The Moscow-appointed administrator is ostensibly acting on behalf of Yukos’ creditors — that is, mainly Russia’s state-owned Rosneft company. Rosneft’s claims to Yukos include those of the Russian government and those of Western (primarily European) creditors, a consortium of which has authorized Rosneft to collect $485 million on their behalf from Yukos. The Kremlin’s tactics have now become overt: it targets Lithuania’s oil sector for a takeover under the guise of collecting approximately $2.5 billion worth of debts against Yukos. The Lukoil company — which in 2000-2001 tried to bankrupt and take over Mazeikiai by cutting the oil supplies to it — is now expressing interest in bidding for the majority stake. The Lithuanian government is now drafting a nationalization bill — stipulating due compensation to Yukos — in order to protect Mazeikiai if necessary against a possible Russian hostile takeover.
Meanwhile the price of Yukos’s 53.7% majority stake in Mazeikiai is rising in the context of ongoing oil price dynamics. The Lithuanian government is now said to offer $1.5 billion for the Yukos stake, up from its late 2005 offer of $1.2 billion. The government would have to request parliamentary authorization for the $300 million increase, which would burden the country’s budget. However, Kazakhstan’s oil and gas state company KazMunayGaz, which Lithuania might choose to replace Yukos as strategic investor, is prepared to buy that stake from Lithuania for $1.5 billion. The new strategic investor would additionally buy at least half of the Lithuanian government’s 40.66% stake, paying the same price per share as for the Yukos stake.

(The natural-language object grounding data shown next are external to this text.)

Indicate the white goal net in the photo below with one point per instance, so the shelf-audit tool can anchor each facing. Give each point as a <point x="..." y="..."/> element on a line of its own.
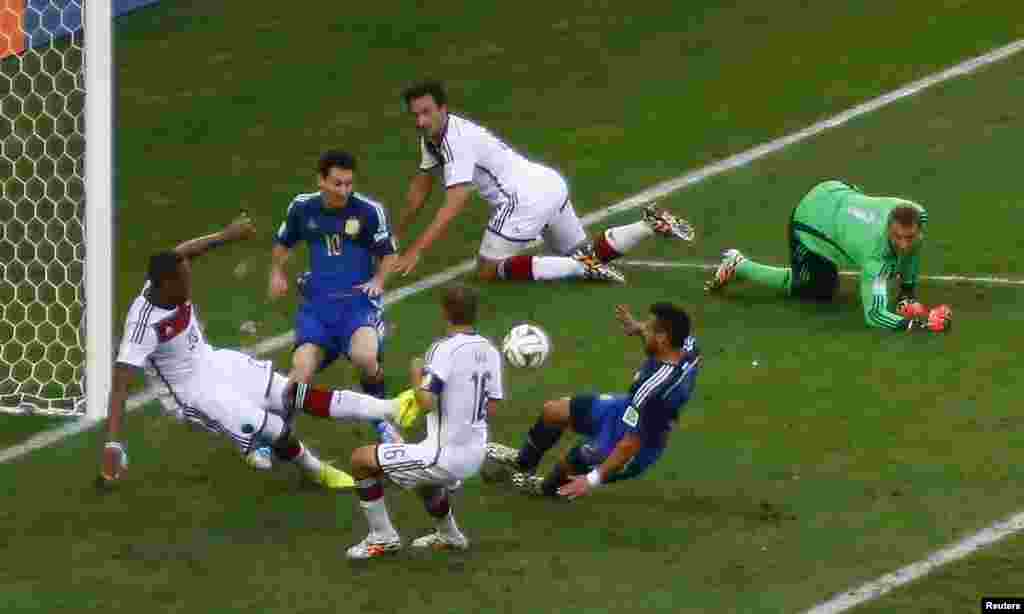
<point x="43" y="208"/>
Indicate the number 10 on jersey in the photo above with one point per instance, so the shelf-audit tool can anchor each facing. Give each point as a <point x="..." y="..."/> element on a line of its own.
<point x="333" y="242"/>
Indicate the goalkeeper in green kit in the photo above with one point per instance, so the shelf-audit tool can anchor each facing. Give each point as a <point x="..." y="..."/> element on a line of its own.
<point x="838" y="225"/>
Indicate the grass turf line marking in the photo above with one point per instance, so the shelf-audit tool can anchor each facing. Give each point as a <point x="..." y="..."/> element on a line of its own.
<point x="711" y="267"/>
<point x="656" y="191"/>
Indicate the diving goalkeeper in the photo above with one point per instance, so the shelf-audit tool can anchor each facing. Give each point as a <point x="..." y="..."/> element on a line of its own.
<point x="838" y="225"/>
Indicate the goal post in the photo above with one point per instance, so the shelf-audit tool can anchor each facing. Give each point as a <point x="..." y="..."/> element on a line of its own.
<point x="56" y="242"/>
<point x="99" y="205"/>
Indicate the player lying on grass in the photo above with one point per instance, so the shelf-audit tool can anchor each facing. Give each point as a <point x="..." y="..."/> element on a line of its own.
<point x="460" y="384"/>
<point x="528" y="201"/>
<point x="351" y="253"/>
<point x="220" y="390"/>
<point x="625" y="434"/>
<point x="838" y="225"/>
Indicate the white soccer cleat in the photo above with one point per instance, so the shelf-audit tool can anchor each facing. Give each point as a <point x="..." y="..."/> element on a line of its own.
<point x="666" y="224"/>
<point x="503" y="454"/>
<point x="726" y="271"/>
<point x="438" y="541"/>
<point x="373" y="546"/>
<point x="594" y="268"/>
<point x="260" y="458"/>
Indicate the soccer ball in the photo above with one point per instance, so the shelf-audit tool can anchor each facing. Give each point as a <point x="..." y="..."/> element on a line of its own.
<point x="526" y="346"/>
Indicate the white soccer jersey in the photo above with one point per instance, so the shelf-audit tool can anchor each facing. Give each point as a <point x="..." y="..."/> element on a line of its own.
<point x="465" y="371"/>
<point x="469" y="154"/>
<point x="169" y="344"/>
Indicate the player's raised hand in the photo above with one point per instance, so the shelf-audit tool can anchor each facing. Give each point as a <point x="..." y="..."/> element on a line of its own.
<point x="115" y="462"/>
<point x="407" y="262"/>
<point x="241" y="228"/>
<point x="630" y="324"/>
<point x="279" y="283"/>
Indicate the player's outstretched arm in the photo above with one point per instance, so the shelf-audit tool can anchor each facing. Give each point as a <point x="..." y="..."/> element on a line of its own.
<point x="239" y="229"/>
<point x="455" y="201"/>
<point x="625" y="450"/>
<point x="115" y="456"/>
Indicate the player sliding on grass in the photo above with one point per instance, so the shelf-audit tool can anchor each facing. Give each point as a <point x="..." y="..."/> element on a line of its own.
<point x="626" y="434"/>
<point x="223" y="391"/>
<point x="460" y="384"/>
<point x="838" y="225"/>
<point x="528" y="201"/>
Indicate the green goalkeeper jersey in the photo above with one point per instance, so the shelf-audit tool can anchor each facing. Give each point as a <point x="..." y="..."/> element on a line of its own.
<point x="850" y="228"/>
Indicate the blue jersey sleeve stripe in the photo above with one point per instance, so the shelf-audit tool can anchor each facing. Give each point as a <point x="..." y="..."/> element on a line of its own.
<point x="653" y="382"/>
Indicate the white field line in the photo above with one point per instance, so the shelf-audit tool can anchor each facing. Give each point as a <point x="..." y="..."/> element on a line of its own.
<point x="660" y="264"/>
<point x="651" y="193"/>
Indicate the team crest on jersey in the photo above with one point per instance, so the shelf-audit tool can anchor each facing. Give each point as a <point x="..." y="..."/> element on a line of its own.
<point x="352" y="226"/>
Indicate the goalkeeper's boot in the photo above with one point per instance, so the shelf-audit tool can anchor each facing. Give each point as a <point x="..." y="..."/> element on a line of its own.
<point x="528" y="483"/>
<point x="333" y="478"/>
<point x="441" y="541"/>
<point x="409" y="408"/>
<point x="726" y="271"/>
<point x="504" y="455"/>
<point x="375" y="545"/>
<point x="594" y="268"/>
<point x="666" y="224"/>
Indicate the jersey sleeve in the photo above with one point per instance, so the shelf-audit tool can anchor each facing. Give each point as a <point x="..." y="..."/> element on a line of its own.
<point x="875" y="296"/>
<point x="290" y="230"/>
<point x="496" y="387"/>
<point x="381" y="240"/>
<point x="428" y="161"/>
<point x="139" y="339"/>
<point x="436" y="369"/>
<point x="462" y="160"/>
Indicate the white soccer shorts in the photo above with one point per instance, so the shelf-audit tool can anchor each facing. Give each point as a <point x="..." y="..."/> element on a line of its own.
<point x="232" y="396"/>
<point x="415" y="465"/>
<point x="542" y="210"/>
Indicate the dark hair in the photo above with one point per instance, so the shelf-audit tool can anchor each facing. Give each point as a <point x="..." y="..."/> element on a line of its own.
<point x="163" y="265"/>
<point x="460" y="304"/>
<point x="434" y="89"/>
<point x="673" y="321"/>
<point x="335" y="159"/>
<point x="906" y="216"/>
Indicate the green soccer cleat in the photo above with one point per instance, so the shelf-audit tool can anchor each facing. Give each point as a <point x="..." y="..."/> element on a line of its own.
<point x="726" y="271"/>
<point x="333" y="478"/>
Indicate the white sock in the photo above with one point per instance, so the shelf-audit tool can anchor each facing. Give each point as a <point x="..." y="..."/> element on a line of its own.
<point x="446" y="526"/>
<point x="307" y="461"/>
<point x="624" y="238"/>
<point x="556" y="267"/>
<point x="378" y="519"/>
<point x="346" y="404"/>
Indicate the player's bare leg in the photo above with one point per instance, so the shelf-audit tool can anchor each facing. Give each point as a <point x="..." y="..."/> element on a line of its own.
<point x="436" y="500"/>
<point x="542" y="437"/>
<point x="616" y="240"/>
<point x="305" y="360"/>
<point x="383" y="538"/>
<point x="365" y="352"/>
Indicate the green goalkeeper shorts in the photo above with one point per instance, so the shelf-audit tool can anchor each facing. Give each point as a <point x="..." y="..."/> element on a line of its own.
<point x="814" y="277"/>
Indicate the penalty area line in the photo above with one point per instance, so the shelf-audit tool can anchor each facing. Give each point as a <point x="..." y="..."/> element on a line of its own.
<point x="662" y="264"/>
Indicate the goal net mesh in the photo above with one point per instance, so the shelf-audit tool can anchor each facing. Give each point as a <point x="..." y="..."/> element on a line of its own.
<point x="42" y="205"/>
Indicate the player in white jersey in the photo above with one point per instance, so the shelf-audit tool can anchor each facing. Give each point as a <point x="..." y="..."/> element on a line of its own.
<point x="460" y="384"/>
<point x="528" y="201"/>
<point x="223" y="391"/>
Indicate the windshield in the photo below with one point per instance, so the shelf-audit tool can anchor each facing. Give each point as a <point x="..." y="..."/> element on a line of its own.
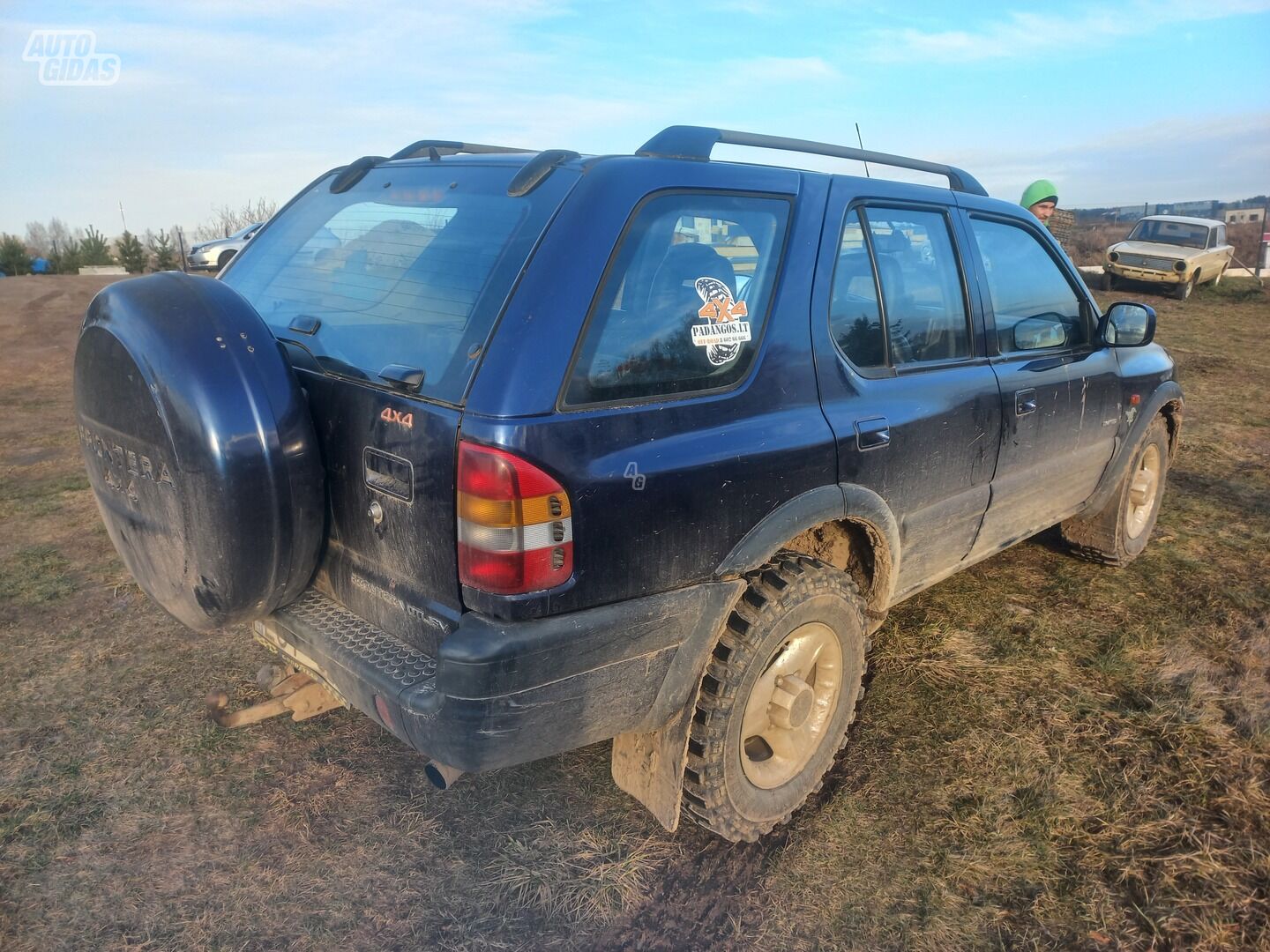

KazMunayGaz is currently negotiating with Russia’s state pipeline monopoly Transneft over access to Russian pipelines in order to supply crude oil to Mazeikiai. However, Transneft is stonewalling, thus prompting KazMunayGaz to discuss the possibility of three-cornered swap operations to supply Lithuania through Norway’s Statoil (see EDM, April 18). Poland’s PKN Orlen, a major oil trader and refiner, is also in contention for buying the Yukos stake from Lithuania in the second stage of the purchase-and-sale process. However, lacking oilfields of its own, Orlen may be unable to guarantee long-term supplies of crude.
Mazeikiai is by far the largest and most lucrative economic entity in the country, as well as the sole refinery in the three Baltic states, its annual processing capacity a whopping 15 million tons. This is especially significant in the context of the general shortage in refining capacities. From the perspective of Lithuania’s and the region’s energy security and overall security, two considerations are uppermost. First, that the new majority owner be capable of guaranteeing stable long-term deliveries of crude oil, not subject to interruption by Russia. And, second, that the new owner be economically and politically immune to pressure to re-sell Mazeikiai later to a Kremlin-favored company.
These criteria could be met by KazMunayGaz or Orlen if the United States and European Union signal that Kremlin-orchestrated attempts to seize Mazeikiai by misusing courts or by blocking oil deliveries would have palpable consequences on Russia’s bid to join the World Trade Organization and on Russia’s standing at the upcoming G-8 summit on energy. The time to issue such a signal is now, ahead of the St. Petersburg summit.